Over 20 research groups at private companies and government labs are working on airborne wind technologies, with funding from sources that include NASA, the Advanced Research Projects Agency-Energy (ARPA-E), and Google. This May, the start-up company Makani Power completed the first-ever fully autonomous flight of a kite power system – a 30 kW system with a 26-foot wingspan. Future prototypes with 92-foot and 213-foot wingspans will have generation capacities of 600 kW and 5 MW respectively. The company aims to eventually produce power at a cost of 6 cents per kWh at offshore installations.
In addition to tapping into more powerful and dependable winds, airborne technologies are expected to have the benefits of a smaller footprint and a lesser visual impact on the skyline as compared with conventional wind turbines. However, both technical and policy challenges remain. In addition to perfecting the design of wind harnessing devices, researchers must work within the federal regulatory framework to prevent interference of their technologies with other aircraft, and the Federal Aviation Administration is currently developing policies specific to airborne wind energy.

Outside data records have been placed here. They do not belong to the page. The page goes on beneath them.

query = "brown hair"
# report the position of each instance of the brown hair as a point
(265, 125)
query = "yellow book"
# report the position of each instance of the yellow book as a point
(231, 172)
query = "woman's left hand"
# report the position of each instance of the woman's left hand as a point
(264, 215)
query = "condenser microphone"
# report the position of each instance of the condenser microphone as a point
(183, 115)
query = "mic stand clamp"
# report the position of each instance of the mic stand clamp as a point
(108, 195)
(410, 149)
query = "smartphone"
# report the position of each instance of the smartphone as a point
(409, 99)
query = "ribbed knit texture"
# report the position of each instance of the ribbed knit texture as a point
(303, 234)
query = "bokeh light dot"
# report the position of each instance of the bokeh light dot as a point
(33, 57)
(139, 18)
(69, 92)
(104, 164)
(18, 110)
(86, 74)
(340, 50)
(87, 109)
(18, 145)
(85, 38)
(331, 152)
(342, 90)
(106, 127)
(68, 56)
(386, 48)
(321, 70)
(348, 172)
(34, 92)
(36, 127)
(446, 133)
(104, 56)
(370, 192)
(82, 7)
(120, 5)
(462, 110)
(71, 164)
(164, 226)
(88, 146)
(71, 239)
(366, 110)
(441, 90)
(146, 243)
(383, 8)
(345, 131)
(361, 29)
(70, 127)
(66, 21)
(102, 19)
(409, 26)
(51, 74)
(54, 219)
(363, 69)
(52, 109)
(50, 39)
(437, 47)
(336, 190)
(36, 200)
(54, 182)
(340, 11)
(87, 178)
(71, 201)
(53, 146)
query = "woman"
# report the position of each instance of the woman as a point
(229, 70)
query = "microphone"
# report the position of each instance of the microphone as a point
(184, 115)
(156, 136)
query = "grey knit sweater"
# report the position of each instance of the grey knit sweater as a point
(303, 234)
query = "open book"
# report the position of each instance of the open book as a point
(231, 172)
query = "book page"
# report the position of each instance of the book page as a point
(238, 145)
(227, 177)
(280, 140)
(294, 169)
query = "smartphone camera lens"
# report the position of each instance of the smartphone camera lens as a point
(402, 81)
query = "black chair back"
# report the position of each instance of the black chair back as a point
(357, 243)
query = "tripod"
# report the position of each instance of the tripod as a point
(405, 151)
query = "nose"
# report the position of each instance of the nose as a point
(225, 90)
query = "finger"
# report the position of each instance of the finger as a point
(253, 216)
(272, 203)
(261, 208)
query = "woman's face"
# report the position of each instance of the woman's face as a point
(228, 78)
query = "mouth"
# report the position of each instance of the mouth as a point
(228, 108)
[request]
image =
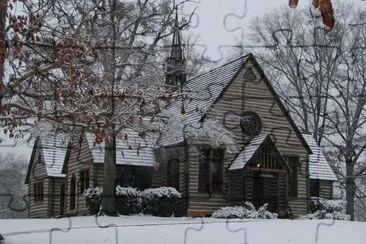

Scientific analyses confirm the availability of a virtually unlimited supply of high-altitude wind energy. In a study published in Nature Climate Change this February, researchers from Lawrence Livermore National Laboratory and the Carnegie Institution for Science report that high altitude winds could theoretically supply over 1,800 TW of power – 100 times more than the present global power demand of 18 TW. The authors further note that 18 TW of wind power extraction evenly distributed across the globe would be unlikely to substantially affect earth’s climate. By tapping into this reliable and abundant energy source, airborne wind technologies could become a major player in Earth’s energy future.